It’s been a tiring day and I am feeling every one of my fifty years. My students are a happy, chaotic bunch. I learn new things about them every day. Today was phase two of our poster making day. The theme was ‘all about us’. Having established that the word post and the word poster are not as intrinsically linked as they had supposed, we ditched early attempts at envelope making. We went gung-ho into a world of frantic colouring, with rather more reluctant sentence construction, but slowly a picture came together of each of the individuals I teach. The posters are up on the walls and I think they were genuinely proud to see their bright colourful efforts on display. .

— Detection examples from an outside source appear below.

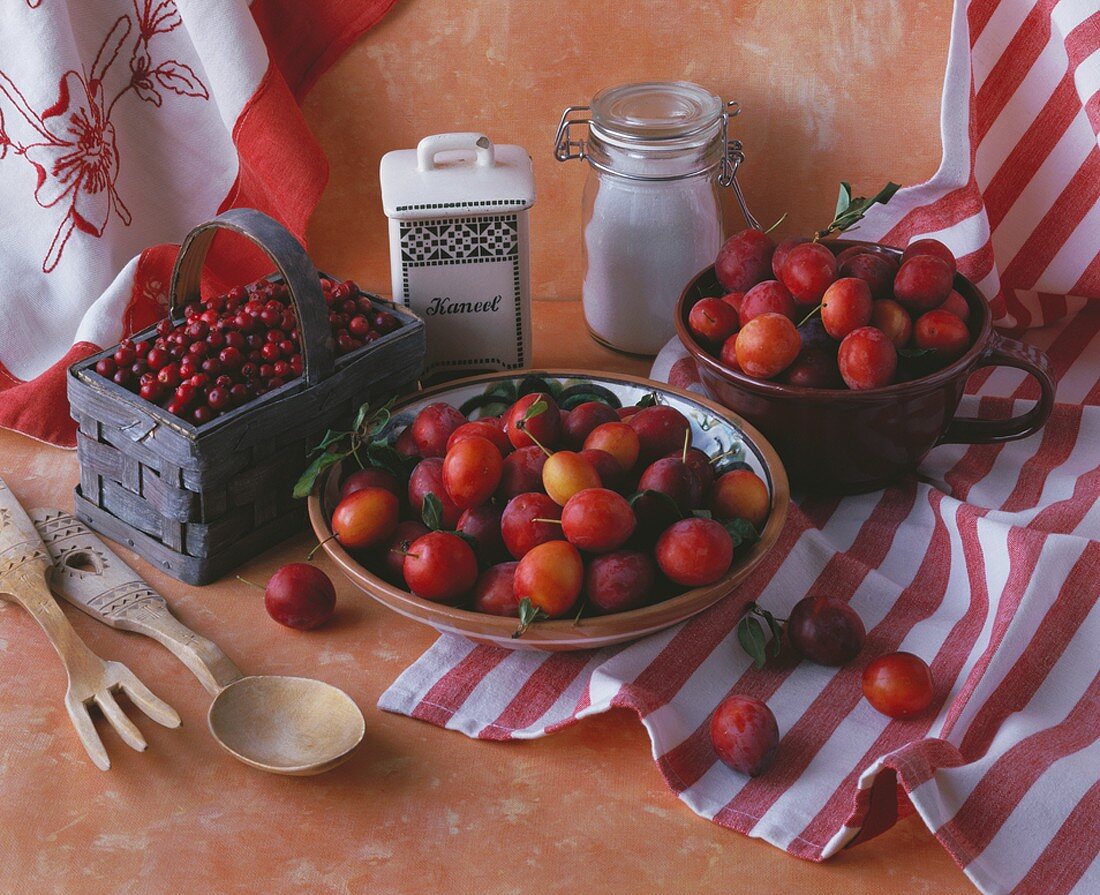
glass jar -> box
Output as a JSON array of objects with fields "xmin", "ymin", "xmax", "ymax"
[{"xmin": 554, "ymin": 81, "xmax": 759, "ymax": 355}]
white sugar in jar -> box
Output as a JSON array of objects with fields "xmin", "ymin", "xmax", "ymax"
[{"xmin": 556, "ymin": 81, "xmax": 758, "ymax": 354}]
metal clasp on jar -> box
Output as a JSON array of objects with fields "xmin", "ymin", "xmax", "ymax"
[{"xmin": 553, "ymin": 100, "xmax": 763, "ymax": 230}]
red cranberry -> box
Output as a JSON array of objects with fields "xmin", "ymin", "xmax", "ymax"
[{"xmin": 207, "ymin": 386, "xmax": 230, "ymax": 410}]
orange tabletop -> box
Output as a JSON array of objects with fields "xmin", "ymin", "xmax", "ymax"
[{"xmin": 0, "ymin": 302, "xmax": 974, "ymax": 895}]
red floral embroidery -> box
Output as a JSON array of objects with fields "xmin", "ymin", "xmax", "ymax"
[{"xmin": 0, "ymin": 0, "xmax": 210, "ymax": 274}]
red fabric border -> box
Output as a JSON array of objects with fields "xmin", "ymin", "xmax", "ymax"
[{"xmin": 0, "ymin": 0, "xmax": 396, "ymax": 448}]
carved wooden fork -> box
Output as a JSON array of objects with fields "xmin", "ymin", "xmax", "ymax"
[{"xmin": 0, "ymin": 478, "xmax": 179, "ymax": 771}]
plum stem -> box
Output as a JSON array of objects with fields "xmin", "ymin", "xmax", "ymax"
[
  {"xmin": 795, "ymin": 305, "xmax": 822, "ymax": 329},
  {"xmin": 237, "ymin": 575, "xmax": 267, "ymax": 590},
  {"xmin": 306, "ymin": 534, "xmax": 337, "ymax": 563},
  {"xmin": 516, "ymin": 420, "xmax": 553, "ymax": 456}
]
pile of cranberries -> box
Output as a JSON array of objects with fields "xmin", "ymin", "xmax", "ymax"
[
  {"xmin": 688, "ymin": 230, "xmax": 971, "ymax": 389},
  {"xmin": 96, "ymin": 277, "xmax": 400, "ymax": 426},
  {"xmin": 321, "ymin": 391, "xmax": 771, "ymax": 628}
]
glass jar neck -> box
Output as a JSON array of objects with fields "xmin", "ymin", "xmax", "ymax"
[{"xmin": 585, "ymin": 119, "xmax": 723, "ymax": 181}]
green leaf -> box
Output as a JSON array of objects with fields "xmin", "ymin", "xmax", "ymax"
[
  {"xmin": 629, "ymin": 488, "xmax": 683, "ymax": 519},
  {"xmin": 309, "ymin": 429, "xmax": 351, "ymax": 456},
  {"xmin": 512, "ymin": 597, "xmax": 550, "ymax": 639},
  {"xmin": 351, "ymin": 404, "xmax": 371, "ymax": 432},
  {"xmin": 833, "ymin": 180, "xmax": 851, "ymax": 218},
  {"xmin": 523, "ymin": 398, "xmax": 550, "ymax": 422},
  {"xmin": 737, "ymin": 614, "xmax": 768, "ymax": 669},
  {"xmin": 292, "ymin": 451, "xmax": 348, "ymax": 500},
  {"xmin": 722, "ymin": 519, "xmax": 760, "ymax": 548},
  {"xmin": 420, "ymin": 491, "xmax": 443, "ymax": 531},
  {"xmin": 759, "ymin": 609, "xmax": 783, "ymax": 656},
  {"xmin": 365, "ymin": 441, "xmax": 409, "ymax": 479}
]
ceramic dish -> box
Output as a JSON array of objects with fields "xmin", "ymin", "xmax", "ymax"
[
  {"xmin": 675, "ymin": 240, "xmax": 1054, "ymax": 493},
  {"xmin": 309, "ymin": 369, "xmax": 790, "ymax": 651}
]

With twenty nine in one class and twenty one in the other, I admit I don’t know them as well as I ought. With a ten year gap between the youngest and the oldest, I am often trapped, dazzled in the headlights of the differing needs and demands of fifty children. I don’t do hugs so luckily I have an assistant who deals with that for the very youngest. I remember to smile more than frown and I can see they enjoy the time we spend in class.
My mantra of working together and helping each other featured in a few pieces so I guess they have listened to more than I give them credit for. We love our teacher said one poster. My name wasn’t spelt correctly but they did a great job getting my baldness on to the page. I love my students too. However most days I leave school feeling quite overwhelmed because love divided by fifty doesn’t leave much of a remainder.